In a short release, the Fed mentioned that a tight labor supply along with rising consumer and producer prices indicate a risk of inflation, but that "continuing rapid advances in productivity have been containing costs and holding down underlying price pressures."
An increase in interest rates for bank borrowing immediately raises the rates for consumers and businesses, which acts as a drag on the economy.
Recent government data has indicated that the U.S. economy is slowing without any solid evidence of inflation. The Fed has raised interest rates six times in the past year to cool an overheating economy and bring growth rates back to normal.
The economy has grown at an annual rate of more than 5 percent for the past three quarters, as shown by the gross domestic product.

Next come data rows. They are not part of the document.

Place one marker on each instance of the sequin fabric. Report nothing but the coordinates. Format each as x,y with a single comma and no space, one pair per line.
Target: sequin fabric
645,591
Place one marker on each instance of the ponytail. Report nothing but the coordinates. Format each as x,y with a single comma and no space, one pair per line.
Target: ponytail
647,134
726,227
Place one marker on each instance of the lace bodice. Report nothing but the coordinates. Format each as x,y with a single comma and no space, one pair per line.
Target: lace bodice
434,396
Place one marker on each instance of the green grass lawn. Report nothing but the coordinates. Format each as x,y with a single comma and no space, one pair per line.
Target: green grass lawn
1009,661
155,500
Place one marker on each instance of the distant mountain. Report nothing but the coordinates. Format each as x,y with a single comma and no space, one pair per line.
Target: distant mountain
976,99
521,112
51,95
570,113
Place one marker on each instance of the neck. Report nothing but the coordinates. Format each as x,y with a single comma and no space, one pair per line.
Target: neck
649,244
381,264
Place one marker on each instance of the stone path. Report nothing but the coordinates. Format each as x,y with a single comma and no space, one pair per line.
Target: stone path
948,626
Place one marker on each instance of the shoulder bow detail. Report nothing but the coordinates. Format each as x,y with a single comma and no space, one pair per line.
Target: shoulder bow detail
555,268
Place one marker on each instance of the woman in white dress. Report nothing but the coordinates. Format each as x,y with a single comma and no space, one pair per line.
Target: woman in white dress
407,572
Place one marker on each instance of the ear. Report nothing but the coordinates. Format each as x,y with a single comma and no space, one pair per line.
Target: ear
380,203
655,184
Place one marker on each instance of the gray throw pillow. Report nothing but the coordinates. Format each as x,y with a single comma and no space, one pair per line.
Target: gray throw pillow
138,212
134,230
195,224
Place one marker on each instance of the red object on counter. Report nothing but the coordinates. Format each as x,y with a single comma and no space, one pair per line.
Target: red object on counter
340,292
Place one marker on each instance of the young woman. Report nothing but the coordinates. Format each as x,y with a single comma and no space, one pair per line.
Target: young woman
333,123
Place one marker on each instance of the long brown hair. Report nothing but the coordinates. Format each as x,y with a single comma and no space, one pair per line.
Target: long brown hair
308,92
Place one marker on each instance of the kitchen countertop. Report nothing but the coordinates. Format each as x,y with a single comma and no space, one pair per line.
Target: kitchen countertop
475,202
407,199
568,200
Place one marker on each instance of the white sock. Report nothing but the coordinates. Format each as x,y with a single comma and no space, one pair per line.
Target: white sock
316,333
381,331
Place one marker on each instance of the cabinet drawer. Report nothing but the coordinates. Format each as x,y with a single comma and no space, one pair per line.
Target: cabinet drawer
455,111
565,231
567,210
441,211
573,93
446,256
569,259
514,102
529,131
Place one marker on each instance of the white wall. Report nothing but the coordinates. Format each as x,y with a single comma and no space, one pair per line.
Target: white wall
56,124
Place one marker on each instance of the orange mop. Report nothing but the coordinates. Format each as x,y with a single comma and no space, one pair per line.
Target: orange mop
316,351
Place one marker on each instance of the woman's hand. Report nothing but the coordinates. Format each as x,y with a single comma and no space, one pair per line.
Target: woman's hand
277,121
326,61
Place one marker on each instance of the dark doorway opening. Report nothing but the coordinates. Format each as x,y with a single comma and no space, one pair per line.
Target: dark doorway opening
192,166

Many economists believe that a growth rate of 2 to 3 percent is ideal.
The current combination of a strong economy and a short supply of labor have led many analysts to conclude that companies will have to increase wages to attract employees. That can result in increased spending as well as inflation.
Recent reports have shown, however, that hourly wages are holding steady, which may have contributed to the Fed's decision to hold tight on interest rates.
"The economy is very much like a pot near a rolling boil on the stove," said Diane Swonk, chief economist at Bank One. "Even as you turn down the heat, you still run the risk of the pot boiling over, and that's how inflation works today."
Swonk and others predicted that the Fed would leave rates alone because the economy has shown some signs of slowing, while inflation has slowed. Housing construction has declined in the past few months, and prices paid by consumers and producers have remained steady.
The Fed meets again to set the course for interest rates Aug. 22.